The San Joaquin Light and Power Corporation was a utility company that provided electricity to seven counties in the San Joaquin Valley of California. The company is one of several utilities acquired by the Pacific Gas and Electric Company during the 1920s and 1930s to form the modern PG&E system.

== History ==
The company was first organized as the San Joaquin Electric Company on April 1, 1895, by engineer John Samuel Eastwood for the construction of the hydroelectric San Joaquin Powerhouse No. 1, located 37 miles from Fresno on Willow Creek, a tributary of the San Joaquin River. The company later became the San Joaquin Power Company in 1905 and then the San Joaquin Light and Power Corporation in 1910. By 1920, the company had 11 powerhouses.

San Joaquin's early business was challenged by the competing Fresno Gas and Electric Company, controlled by Fulton G. Berry, owner of Fresno's Grand Central Hotel. Berry used riparian claims filed on water upstream from San Joaquin Electric Company's intake flume to divert water away from the company's powerhouse through a mile-long ditch.

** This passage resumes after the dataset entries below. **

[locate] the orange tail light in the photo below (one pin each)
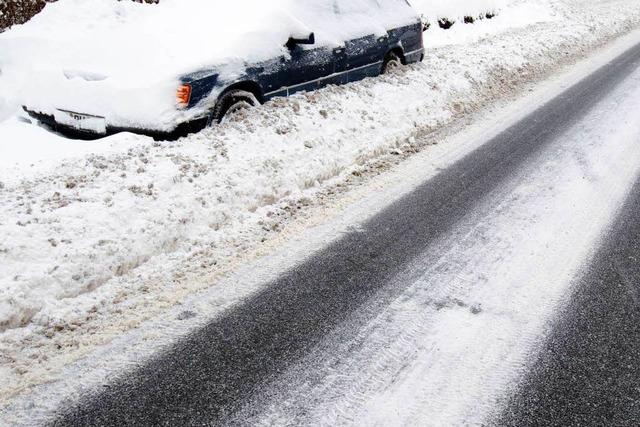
(183, 95)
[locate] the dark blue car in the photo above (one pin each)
(345, 41)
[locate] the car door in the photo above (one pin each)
(365, 50)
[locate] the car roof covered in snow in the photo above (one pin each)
(138, 42)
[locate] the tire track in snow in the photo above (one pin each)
(579, 182)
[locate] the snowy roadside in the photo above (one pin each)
(97, 242)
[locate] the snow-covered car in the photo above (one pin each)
(181, 65)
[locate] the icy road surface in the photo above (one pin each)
(430, 312)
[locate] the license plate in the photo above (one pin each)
(84, 122)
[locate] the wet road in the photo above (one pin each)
(207, 378)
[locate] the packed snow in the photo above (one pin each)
(100, 235)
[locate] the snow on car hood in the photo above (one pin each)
(95, 56)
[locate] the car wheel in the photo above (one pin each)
(231, 105)
(391, 62)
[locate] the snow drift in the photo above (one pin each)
(123, 60)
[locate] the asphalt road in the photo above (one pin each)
(588, 372)
(206, 378)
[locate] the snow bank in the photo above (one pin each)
(456, 9)
(123, 60)
(118, 231)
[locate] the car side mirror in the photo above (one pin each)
(295, 41)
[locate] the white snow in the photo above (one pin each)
(456, 9)
(123, 60)
(98, 236)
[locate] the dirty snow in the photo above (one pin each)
(98, 236)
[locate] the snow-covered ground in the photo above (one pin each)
(99, 236)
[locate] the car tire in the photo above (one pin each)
(391, 62)
(231, 103)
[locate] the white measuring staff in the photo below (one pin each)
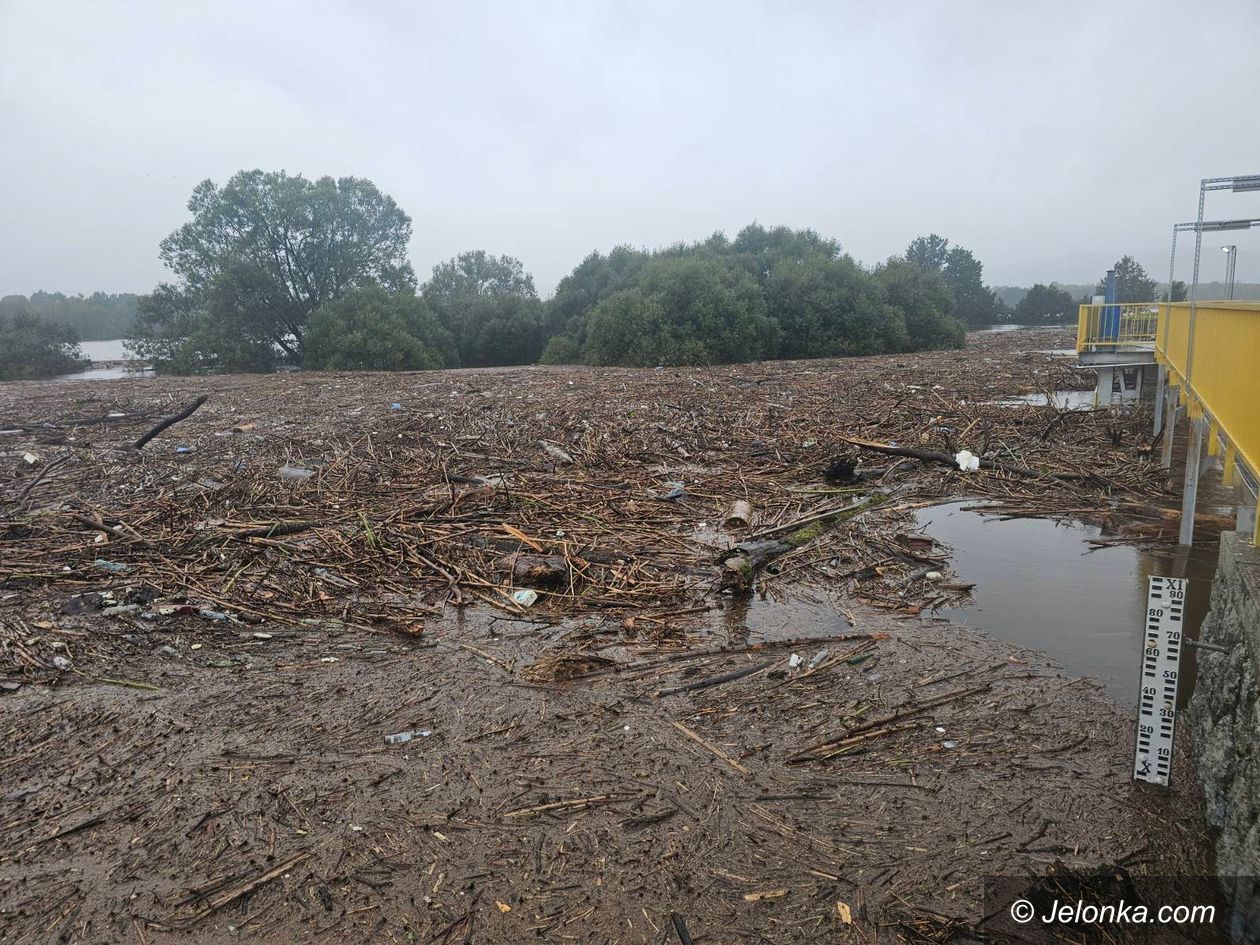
(1157, 689)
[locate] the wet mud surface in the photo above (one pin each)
(195, 736)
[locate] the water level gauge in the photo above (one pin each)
(1157, 693)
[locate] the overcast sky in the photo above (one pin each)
(1045, 136)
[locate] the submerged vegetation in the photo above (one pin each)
(34, 348)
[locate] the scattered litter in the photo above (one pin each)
(526, 597)
(120, 610)
(403, 737)
(967, 460)
(737, 515)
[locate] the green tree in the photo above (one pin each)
(683, 310)
(929, 252)
(1045, 304)
(261, 255)
(372, 329)
(490, 306)
(832, 308)
(925, 303)
(34, 348)
(762, 251)
(1132, 282)
(98, 316)
(964, 275)
(592, 281)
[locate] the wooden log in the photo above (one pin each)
(170, 421)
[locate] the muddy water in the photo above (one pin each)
(1040, 585)
(1064, 400)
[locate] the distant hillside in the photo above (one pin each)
(1242, 291)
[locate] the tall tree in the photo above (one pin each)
(929, 252)
(1132, 282)
(925, 301)
(267, 250)
(832, 308)
(1179, 292)
(964, 275)
(683, 310)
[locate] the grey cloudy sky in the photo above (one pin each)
(1045, 136)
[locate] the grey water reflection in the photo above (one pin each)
(1040, 585)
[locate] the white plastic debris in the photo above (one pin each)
(967, 460)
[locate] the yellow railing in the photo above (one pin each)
(1222, 381)
(1103, 326)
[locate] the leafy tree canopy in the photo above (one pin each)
(926, 301)
(830, 308)
(1045, 304)
(97, 318)
(927, 252)
(372, 329)
(263, 252)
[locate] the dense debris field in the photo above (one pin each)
(657, 647)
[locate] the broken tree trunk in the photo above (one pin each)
(170, 421)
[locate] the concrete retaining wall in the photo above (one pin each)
(1225, 713)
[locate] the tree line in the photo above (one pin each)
(276, 269)
(100, 316)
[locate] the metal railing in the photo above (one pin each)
(1116, 325)
(1217, 376)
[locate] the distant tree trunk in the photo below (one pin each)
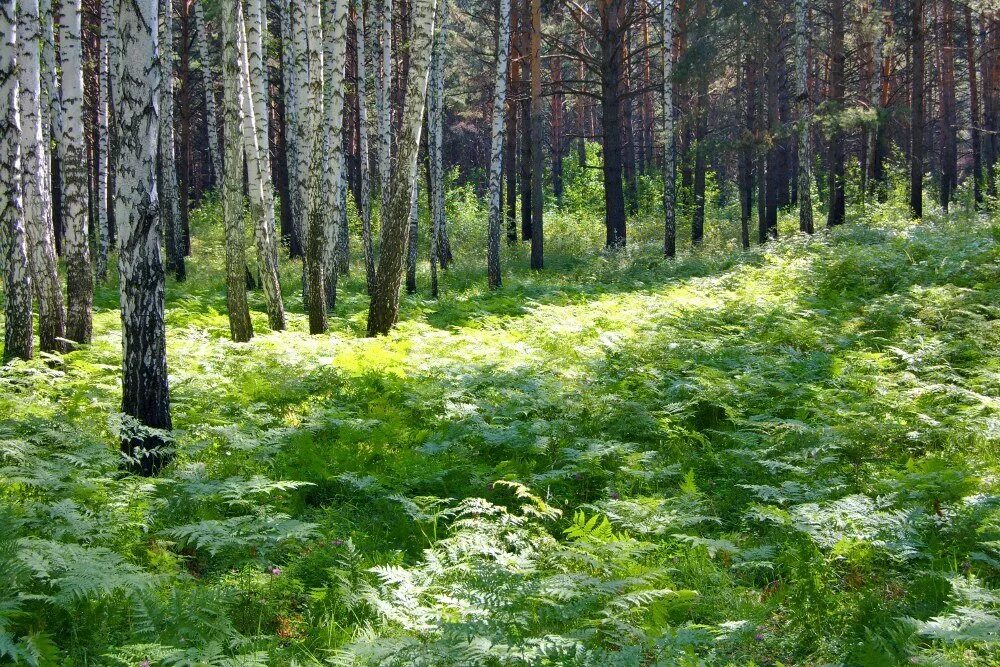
(334, 64)
(103, 230)
(79, 270)
(201, 35)
(803, 130)
(252, 80)
(838, 57)
(37, 195)
(497, 146)
(384, 307)
(240, 327)
(169, 210)
(135, 81)
(949, 118)
(917, 108)
(975, 117)
(364, 205)
(669, 138)
(17, 341)
(537, 253)
(612, 66)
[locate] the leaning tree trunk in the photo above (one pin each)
(37, 194)
(17, 340)
(384, 308)
(669, 140)
(334, 14)
(170, 211)
(258, 170)
(365, 205)
(79, 271)
(240, 326)
(497, 145)
(917, 109)
(103, 229)
(145, 393)
(201, 34)
(804, 129)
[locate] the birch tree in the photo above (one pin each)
(169, 207)
(136, 80)
(17, 340)
(497, 147)
(103, 229)
(36, 191)
(258, 167)
(201, 35)
(669, 140)
(79, 271)
(803, 131)
(240, 326)
(364, 206)
(334, 19)
(384, 307)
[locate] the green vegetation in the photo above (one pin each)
(788, 455)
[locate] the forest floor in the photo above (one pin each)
(788, 455)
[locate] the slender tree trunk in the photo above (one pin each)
(803, 129)
(364, 205)
(17, 341)
(384, 308)
(240, 326)
(917, 108)
(838, 57)
(136, 81)
(37, 195)
(201, 35)
(496, 147)
(169, 209)
(79, 270)
(669, 134)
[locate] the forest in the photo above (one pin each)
(499, 333)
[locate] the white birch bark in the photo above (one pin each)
(135, 86)
(37, 195)
(259, 180)
(208, 82)
(170, 212)
(17, 340)
(103, 230)
(334, 19)
(240, 326)
(803, 129)
(384, 308)
(496, 148)
(76, 249)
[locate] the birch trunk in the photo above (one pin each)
(17, 341)
(103, 229)
(334, 62)
(37, 195)
(803, 130)
(364, 206)
(312, 151)
(169, 208)
(136, 80)
(669, 139)
(201, 32)
(497, 145)
(240, 326)
(258, 169)
(79, 271)
(384, 308)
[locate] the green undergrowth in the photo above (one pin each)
(784, 456)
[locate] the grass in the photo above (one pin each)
(784, 456)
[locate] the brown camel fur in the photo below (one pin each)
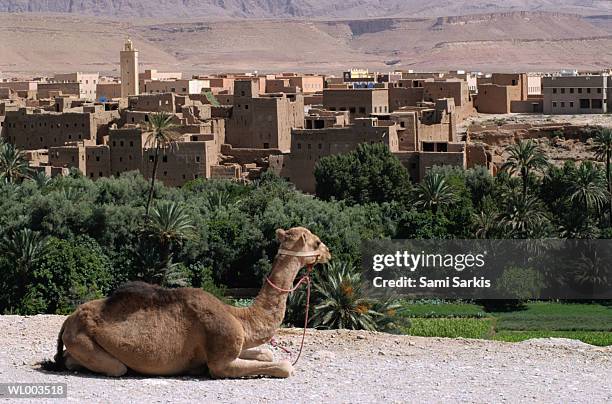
(157, 331)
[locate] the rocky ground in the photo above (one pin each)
(344, 366)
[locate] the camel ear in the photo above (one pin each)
(281, 235)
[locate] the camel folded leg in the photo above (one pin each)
(86, 352)
(242, 368)
(257, 354)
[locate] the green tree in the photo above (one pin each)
(68, 273)
(523, 216)
(587, 188)
(603, 151)
(168, 227)
(20, 250)
(13, 165)
(161, 135)
(433, 193)
(371, 173)
(524, 158)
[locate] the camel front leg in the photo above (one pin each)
(243, 368)
(257, 354)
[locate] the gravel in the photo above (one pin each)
(343, 366)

Combined with several years of drought, this diversion of water forced San Joaquin Electric into bankruptcy in 1899. (Note: The Mercantile Trust Co. as mortgage trustee filed suit asking for a receiver when interest due July 1, 1899 on $550,000 outstanding of an authorized issue created in 1895 of $800,000 6% bonds was not paid.)

Despite the company's bankruptcy, San Joaquin Electric continued to operate. Bondholders, seeking to protect their investment by providing the company's powerhouse a steady source of water, financed the 1901 construction of what would become the hydraulic fill Crane Valley Dam and the reservoir of Bass Lake.

On January 14, 1902 the company was foreclosed, the upset price of the property (Note: * Water system
- Main plant
- 600 acres of land in township 7 and 8 south, range 22 and 23
- 13/16th of power house site (138 acres) in Madera and Fresno county
- Substation at Fresno ( - map)
- 2,750 par $100 shares of the Fresno Water Co. (adjacent to Fresno SS)
- all municipal franchise in Fresno, King and Madera counties
- Hanford extension (35 miles of transmission line from Fresno to Hanford)) was fixed at $350,000, the outstanding debt stood at $683,494 principal and interest.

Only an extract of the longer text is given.